The FDA has accepted for approval in rare forms of CKD the placebo-corrected “retained eGFR” after withdrawal of drug. Withdrawal of drug after long-term treatment provides evidence whether a drug either protected or harmed the kidney during treatment.  If retained eGFR is higher than placebo, this is evidence that the drug protected the kidney during treatment, and, if retained eGFR is lower than placebo, this is evidence that the drug harmed the kidney during treatment.  A positive retained eGFR benefit provides evidence that drug treatment may delay kidney failure.  

About Alport Syndrome

Alport syndrome is a rare, genetic form of CKD caused by mutations in the genes encoding type IV collagen, which is a major structural component of the glomerular basement membrane in the kidney.  Alport syndrome patients experience a progressive loss in the kidney’s capacity to filter waste products out of the blood that can lead to end stage kidney failure (ESKD) and the need for chronic dialysis treatment or a kidney transplant.  A majority of patients with Alport syndrome develop ESKD, and approximately 50% of patients with the most severe form of the disease require dialysis or a kidney transplant by the age of 25.  According to the Alport Syndrome Foundation, Alport syndrome affects approximately 30,000 to 60,000 people in the United States.  There are currently no approved therapies to treat Alport syndrome.

About Bardoxolone Methyl

Bardoxolone methyl is an experimental, oral, once-daily activator of Nrf2, a transcription factor that induces molecular pathways that promote the resolution of inflammation by restoring mitochondrial function, reducing oxidative stress, and inhibiting pro-inflammatory signaling.  The FDA has granted Orphan Drug designation to bardoxolone for the treatment of Alport syndrome.  The European Commission has granted Orphan Drug designation in Europe to bardoxolone for the treatment of Alport syndrome.  
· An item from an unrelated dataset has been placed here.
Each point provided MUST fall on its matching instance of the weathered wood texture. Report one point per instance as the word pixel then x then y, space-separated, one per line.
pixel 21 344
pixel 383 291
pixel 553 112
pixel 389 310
Bardoxolone is currently being studied in CARDINAL, a Phase 3 study for the treatment of Alport syndrome, FALCON, a Phase 3 study for the treatment of autosomal dominant polycystic kidney disease, AYAME, a Phase 3 study for the treatment of diabetic kidney disease that is being conducted by our licensee, Kyowa Kirin Co., Ltd., in Japan, and CATALYST, a Phase 3 study for the treatment of connective tissue disease associated with pulmonary arterial hypertension.  Bardoxolone treatment has produced positive results in Phase 2 studies in patients with IgA nephropathy, focal segmental glomerulosclerosis, and CKD associated with type 1 diabetes.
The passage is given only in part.